This issue of Aquatic Geochemistry is dedicated to the memory of Dr. Mark E. Hines (Fig. 1) and his contributions to the fields of microbial biogeochemistry and aquatic geochemistry. Mark passed away in March of 2018, and through his career as a researcher, teacher, mentor, colleague, and university administrator, he greatly influenced the lives of all around him. We hope that this volume will serve not only as a memory of Mark, but also as a way to recognize his significant influences and major contributions in the fields of carbon, sulfur, and trace element biogeochemistry.

Fig. 1
figure 1

Professor Mark Hines (1950–2018)

Mark received his BS from the Ohio State University in 1973, his MS from the University of Connecticut in 1978, and his Ph.D. from the University of New Hampshire in 1981, with all degrees in Microbiology. After the awarding of his Ph.D., Mark stayed on at the University of New Hampshire from 1981 to 1995 as a research staff member and then a research faculty member. He moved to the University of Alaska, Anchorage in 1995, and was a faculty member there until 2002. From that time onward until his death, he was a member of the Dept. of Biological Sciences at University of Massachusetts, Lowell, being promoted to Full Professor in 2005, and serving as department chair from 2004 to 2011. Beginning in 2011 he was appointed the acting Dean, and then the Dean of the Kennedy College of Science at UML. At both UAA and UML, he won university awards for his research prowess.

Mark was an internationally recognized leader in the field of microbial biogeochemistry. He published ~ 110 peer-reviewed journal articles and book chapters. The majority of these papers are published in the best geochemical and applied/environmental microbiological journals, including Global Biogeochemical Cycles, Applied and Environmental Microbiology, Applied Geochemistry, Chemical Geology, and Environmental Science and Technology. Fourteen (14) of his papers have over 100 citations, and his most highly cited paper “Anaerobic metabolism: linkages to trace gases and aerobic processes” in the 2003 Treatise on Geochemistry has 515 citations (Megonigal et al. 2003). One of his earliest papers, which came from his Ph.D. research, was a first author paper in Nature (Hines et al. 1982).

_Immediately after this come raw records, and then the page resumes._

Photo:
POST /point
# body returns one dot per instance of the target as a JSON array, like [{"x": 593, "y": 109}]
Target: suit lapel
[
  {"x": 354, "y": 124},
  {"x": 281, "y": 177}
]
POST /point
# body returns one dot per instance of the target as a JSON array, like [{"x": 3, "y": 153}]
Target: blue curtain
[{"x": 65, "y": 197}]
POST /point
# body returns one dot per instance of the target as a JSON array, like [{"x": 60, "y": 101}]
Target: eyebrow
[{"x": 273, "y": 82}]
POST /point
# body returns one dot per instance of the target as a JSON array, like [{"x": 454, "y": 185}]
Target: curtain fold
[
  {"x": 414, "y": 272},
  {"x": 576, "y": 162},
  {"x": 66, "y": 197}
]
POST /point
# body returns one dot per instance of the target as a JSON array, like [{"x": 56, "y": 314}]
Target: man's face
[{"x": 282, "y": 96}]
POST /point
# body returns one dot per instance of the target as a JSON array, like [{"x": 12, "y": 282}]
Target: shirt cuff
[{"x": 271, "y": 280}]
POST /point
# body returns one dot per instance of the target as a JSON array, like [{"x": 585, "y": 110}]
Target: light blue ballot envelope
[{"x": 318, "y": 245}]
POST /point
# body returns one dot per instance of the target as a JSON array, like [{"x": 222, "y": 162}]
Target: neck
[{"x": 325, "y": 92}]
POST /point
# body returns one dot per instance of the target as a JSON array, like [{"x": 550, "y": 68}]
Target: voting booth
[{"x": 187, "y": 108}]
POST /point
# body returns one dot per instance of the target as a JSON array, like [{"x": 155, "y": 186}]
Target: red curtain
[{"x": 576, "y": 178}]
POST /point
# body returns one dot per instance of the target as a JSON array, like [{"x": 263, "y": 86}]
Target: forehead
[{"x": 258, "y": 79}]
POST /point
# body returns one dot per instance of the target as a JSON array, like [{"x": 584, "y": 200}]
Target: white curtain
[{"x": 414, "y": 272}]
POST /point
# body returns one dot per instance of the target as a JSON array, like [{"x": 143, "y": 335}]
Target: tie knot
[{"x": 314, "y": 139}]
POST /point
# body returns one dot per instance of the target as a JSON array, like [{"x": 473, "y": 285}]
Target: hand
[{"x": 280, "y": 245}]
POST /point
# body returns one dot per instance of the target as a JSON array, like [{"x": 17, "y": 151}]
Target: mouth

Mark was one of the first to use radiolabeled sulfur to determine bacterial sulfate reduction rates in sediments and to quantify the different microbial pathways of methane production, especially in bogs, salt marshes, and peatlands. This work is exemplified by papers such as Hines and Jones (1985), de Mello and Hines (1994), Hines et al. (1999), Duddleston et al. (2002), and Chanton et al. (2008). He also worked on such topics as ferrous-iron reduction in marine sediments (Tugel et al. 1986) and bromide methylation (Shorter et al. 1995). He was a world leader in investigating the methylation and demethylation of mercury, especially in mining wastes, with publications on this topic from many locations worldwide, including Slovenia (Hines et al. 2000), Spain (Gray et al. 2004), Brazil (Bonzongo et al. 2002), as well as the USA (Gray and Hines 2009; Gray et al. 2014). Mark was interested in just about everything that touched on the impact of microbes on geochemistry. He was known for both his experimental approach and design, as well as his rigor in the field. He was innovative as well as a stickler for precision and repeatability in both his experimental and field endeavors.

Mark was not only an excellent scientist and researcher, but also a great teacher and mentor of young scientists. He was a truly outstanding colleague and friend. This is clearly evidenced by the long-term collaborators that he published with for many decades that include such people as Ron Kiene, Jeff Chanton, Tamar Barkay in the USA and Jadran Fageneli in Slovenia, to name but a few (Note that this list also includes many of the authors of papers in this volume!). His passion for science was equal to his lust for life, which was contagious to all who interacted with him. His gift for storytelling, and his ability to find something humorous in every situation was extraordinary, and he made all to feel worthy of his unusual warmth.

The papers in this special issue were all written by friends and colleagues of Mark and cover a wide range of topics, many of which were central to Mark’s work over his lifetime. In addition to the good science contained in these papers, their acknowledgments also contain moving testaments about how Mark touched all of our lives in so many different ways. Lastly, please note that two of the papers submitted to this special issue (Kelley et al. 2019; Klun et al. 2019) were inadvertently published in a regular issue of Aquatic Geochemistry in late 2019 (vol. 25 number 5–6). However, they are also listed here in the Table of Contents of this special issue since they most certainly belong in this collection.

In describing Mark, one of us (WBL) once explained that he was a man of very many talents, and one who could have been successful in almost any endeavor he undertook. People loved working with him, and being around him, in general, and his scientific acumen was rivaled only by his people skills. He is, and will continue to be, sorely missed by all of us who knew him and were influenced by him.